You see the issue? It’s simple mathematics. A forecast that’s 1 standard error away from a tie, thus not “statistically distinguishable” under usual rules, corresponds to a very high 84% probability. I think the problem is not merely one of perception; it’s more fundamental than that. Even someone with a perfect understanding of probability has to wrestle with this uncertainty.

As is often the case, communication problems are real problems; they’re not just cosmetic.

I’m confused about how to do this even before we get to non-sampling error. How do we get to the 84%, which is the biggest problem and the hardest to put a number on since it involves the “unknown unknowns”?


Example (i). 100,000 voters. I sample 10,000. 5,200 are for Clinton. My estimated margin is 52% for Clinton. What is my standard error? (straightforward, with effort) With what probability do I think Clinton will win? (More than 52%)

Example (ii) 9 voters. I sample 3. 2 are for Clinton, 1 for Trump. My estimated margin is 67% for Clinton. What is my standard error? (straightforward, with effort) With what probability do I think Clinton will win? (Less than 67%)

Example (ii) is simpler. One way to think about it is that each voter has today and will have on election day the same unnchanged probability of voting for Clinton, X, and I’m trying to estimate that number. My best (modal) guess for Clinton’s margin is then 9X, rounded to the nearest ninth since 60%, for example, is an impossible margin. I can also figure out the probability that if X= 55%, say, that rolling that 55% die 9 times for the 9 voters will end up with Clinton getting 5,6,7, 8, or 9 votes (since the three voters I sampled could all, in this model, change their mind on election day and vote differently from today).

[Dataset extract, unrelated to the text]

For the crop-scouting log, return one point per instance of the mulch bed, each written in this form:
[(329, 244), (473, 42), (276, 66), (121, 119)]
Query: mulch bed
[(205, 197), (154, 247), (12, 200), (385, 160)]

But that assumes each voter has an independent probability X of voting for Clinton, which is an extreme assumption and unrealistic. It’s closer to reality to think that we’ve got Clinton voters and we’ve got Trump voters and we’re trying to figure out how many of each there are: a voter doesn’t flip a coin to decide which he is.

What is the opposite extreme? Part of it would be a model in which we rule out the margin for Clinton being 0-9, 1-8, or 9-0, since we already know how 3 people are going to vote and we assume they won’t change. Here’s a try: for our opposite extreme, assume that each of our sampled people has two other non-sampled people just like him. Then we can deduce that there are at least 6 people for Clinton and 3 for Trump. Since there are only 9 people total, that means that we can predict with 100% probability that Clinton will win, and that it will be by a 6-3 margin.

Of course, this assumes that nothing exogenous happens between now and election day— we won’t have anybody change their minds because of a scandal that appears, for example. And it assumes that nothing endogenous happens— no campaign ads that even out the Democratic free media coverage advantage, no shift towards 50-50 results because of an underdog effect, no shift towards 100-0 results because of conformity. This discussion is not about that problem, any more than it is about the problem of non-sampling non-model error (which I guess, since I’ve conditioned out modelling mistakes, means the error we get from picking a non-random sample).

Is it really useful to try to arrive at a number like 84%? I like the idea of knowing how an expert would bet on whether Clinton gets at least 50%. I think I’d prefer his honest answer without his depending too much on formal analysis,though. Like how I liked Brian Leiter’s ranking of philosophy departments before he went formalistic. I think Professor Leiter (a leftwing Nietzsche scholar) is biased, but I know his biases and can correct for them, and I value his gut opinion more than what he does now, which is some sort of expert survey where he gets to pick the experts so it looks fairer to naive people.

This is related to bayesian-v-classical conundrum: how fancy do you make your model, and do you put in your subjective priors?